March 18 (Bloomberg) -- Hyundai Motor Co., after boosting U.S. sales of its cars and trucks 75 percent since 2008, expects its slowest annual growth in the market in five years as the South Korean company bumps up against limits in plant capacity.
Deliveries of Hyundai vehicles should rise 4.4 percent to 734,000 this year, John Krafcik, chief executive officer of the Seoul-based automaker’s U.S. sales unit, said in an interview last week. The increase of about 31,000 units from 2012 will result from improved efficiency at Hyundai’s Montgomery, Alabama, factory, he said.
“All of our Korean plants are very tight, as are our plant in Alabama” and a Kia Motors Corp. factory in Georgia that builds the Santa Fe sport-utility vehicle for Hyundai, Krafcik said during a test drive of the redesigned SUV in San Diego. “There are no plans to expand capacity. We have shown the last few years that without a new plant we’ve been very capable of finding incremental production.”
The growth spurt for Hyundai, South Korea’s largest carmaker, began in 2009 with redesigns of the Sonata sedan, Elantra compact car and Tucson crossover and culminates with the Santa Fe SUV. Supplies of the latter, offered this year for the first time in two varieties -- a smaller Sport version and larger three-row model -- also will be tight, Krafcik said.
Hyundai’s U.S. sales rose to 703,007 vehicles last year from 401,742 in 2008, the last year in which the company had a sales decline.
Restrained growth will allow Hyundai to keep improving vehicle quality and customer satisfaction, he said. “Volume gains are really not the focus right now.”
Industrywide sales rose 8.4 percent this year through February, compared with a 2.3 percent gain for Hyundai. AutoNation Inc., the largest U.S. retailer of new cars and trucks, expects U.S. sales to rise to the mid-15 million-unit range in 2013, up from 14.5 million last year.
“If they are dropping market share this year in the U.S. because of the capacity situation, that has to be very frustrating,” said Larry Dominique, president of Santa Barbara, California-based ALG Inc., the industry researcher that determines vehicle residual values.

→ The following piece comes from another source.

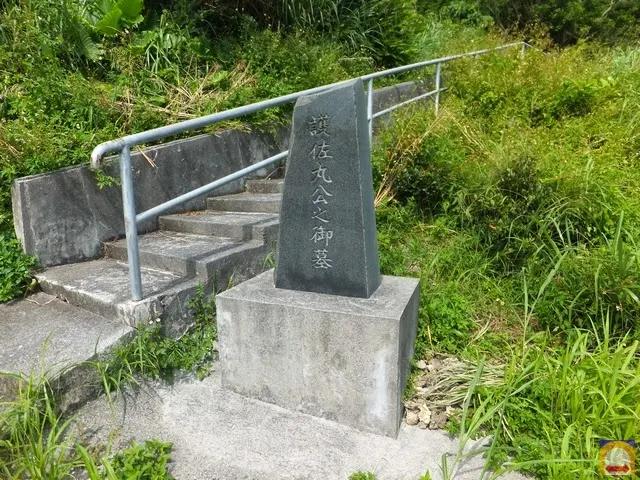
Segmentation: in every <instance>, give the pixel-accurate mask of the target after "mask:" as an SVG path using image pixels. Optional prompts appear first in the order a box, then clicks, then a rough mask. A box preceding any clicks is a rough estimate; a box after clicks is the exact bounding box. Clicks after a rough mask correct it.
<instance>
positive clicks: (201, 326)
mask: <svg viewBox="0 0 640 480" xmlns="http://www.w3.org/2000/svg"><path fill="white" fill-rule="evenodd" d="M190 308H191V310H192V312H193V315H194V325H193V327H192V328H191V329H190V330H189V331H188V332H186V333H185V334H184V335H182V336H181V337H180V338H178V339H173V338H169V337H166V336H164V334H163V333H162V327H161V325H159V324H157V323H156V322H154V321H153V320H150V322H149V325H144V324H142V325H140V326H138V327H137V329H138V331H137V333H136V335H135V336H134V338H133V339H132V340H131V341H130V342H128V343H126V344H124V345H122V346H120V347H118V348H116V349H115V351H114V353H113V355H112V356H111V358H110V359H109V360H107V361H104V362H98V363H96V368H97V369H98V370H99V372H100V374H101V377H102V381H103V386H104V390H105V392H106V394H107V396H108V397H109V398H111V395H112V393H115V394H117V393H119V392H120V390H121V387H122V385H124V384H133V385H135V384H137V378H139V377H142V378H146V379H161V380H164V381H171V380H172V379H173V376H174V374H175V373H176V372H177V371H187V372H195V373H196V374H197V375H198V377H200V378H201V379H202V378H203V377H205V376H207V375H209V373H210V372H211V366H212V362H213V360H214V356H215V355H216V352H215V350H214V342H215V341H216V339H217V327H216V321H215V314H216V312H215V301H214V297H213V296H212V295H211V296H209V295H207V294H206V293H205V289H204V286H202V285H200V286H199V287H198V289H197V292H196V296H195V297H194V298H193V299H192V300H191V302H190Z"/></svg>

“Losing market share means someone else is getting the sales,” said Dominique, former head of North American product planning for Nissan Motor Co. “It’s curious, between Hyundai and Kia, that they are being so very cautious on capacity.”
Hyundai would like to at least boost sales in line with the market, “but it’s going to be tough for us,” Krafcik said.
Krafcik’s forecast for slower U.S. growth is in line with the global outlook for affiliates Hyundai and Kia. Chung Mong Koo, chairman of both carmakers, said in January that their combined sales would rise 4.1 percent to 7.41 million vehicles.
Kia is building the Santa Fe Sport version at its West Point, Georgia, plant, while the three-row model is imported from South Korea. Both the Kia plant and Hyundai’s Alabama factory run three daily assembly shifts to maximize production.
Hyundai’s one advantage from the tight supply is per-vehicle profitability, Dominique said.
“For now, they can focus on selling their vehicles at higher transaction prices,” he said. “The best they can do is to focus on maximizing profitability until capacity increases.”